The questionnaire targeted to SMEs had 248 respondents: 66.2% were SMEs owners or employees; almost 19% were non commercial educational or training organisations, and marketing or business development agencies. In order to analyse responses on placements, previous experience, such as past offering of a working placement for domestic or international students, was considered. The findings were that universities themselves as well as the internet are considered as the most popular sources of information regarding placements (81%), while student organisations and public agencies have been rated as less significant.

SMEs would be strongly interested in acquiring information on placement options available in each country, associated practicalities (e.g. salary, banking, visa requirements etc) as well as sources of funding for international students who are willing to undertake a placement in their company.

Facebook and Linkedin are seen as the two most popular social networks among SMEs; however many variations among countries were noted. The main purposes of using social media are overwhelmingly to increase exposure of the business (more than 80%), generate leads and develop partnerships etc. More than 80% of the respondents stated that they would like to be informed on: guidelines on how to get the best out of using the main social media networks, legal aspects on the usage in different countries, an on line do’s and don’ts and the cultural differences in the use of social media.

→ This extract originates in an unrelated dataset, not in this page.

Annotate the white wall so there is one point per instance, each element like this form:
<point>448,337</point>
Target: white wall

1.347 students responded to the survey: 54% are at the moment studying or working abroad and have studied/worked abroad in the past; 34.3% would like to study/work abroad. The majority of them would appreciate the existence of a single source of information on student placements abroad.

Internet and websites specializing on international studies/placements are the most significant sources of information.

Other useful sources of information are universities and friends, however events organized at ‘home’ university are not considered to be of particular help.

Facebook is the most popular social network followed by YouTube; others such as Google+, LinkedIn, Twitter and Xing are still limited. For students, acceptable on line behaviours included the use of a real picture and of the real first and last names for users’ avatar. Unacceptable behaviours constituted criticism of others in abusive terms, posting pictures of other people without permission, swearing and using foul language etc. Students considered significant for training regarding social media, the following aspects: the legal aspects for different European countries, the guidelines to main networks’ use, the social media used in different countries and the do’s and don’ts in social media use. In particular, the main cultural differences in the use of social media acrossEuropedepend on:

–         the political environment, the lack of freedom of expression and censorship etc.

–         the legal environment, such as the existence of regulations for the removal of material with abusive and violent actions, the removal of material which is protected by copyright etc.

–         language and the different meanings of specific words in  different countries

–         the religious beliefs of the majority of people in a country

–         the openness of a culture and the degree of morality of a society etc.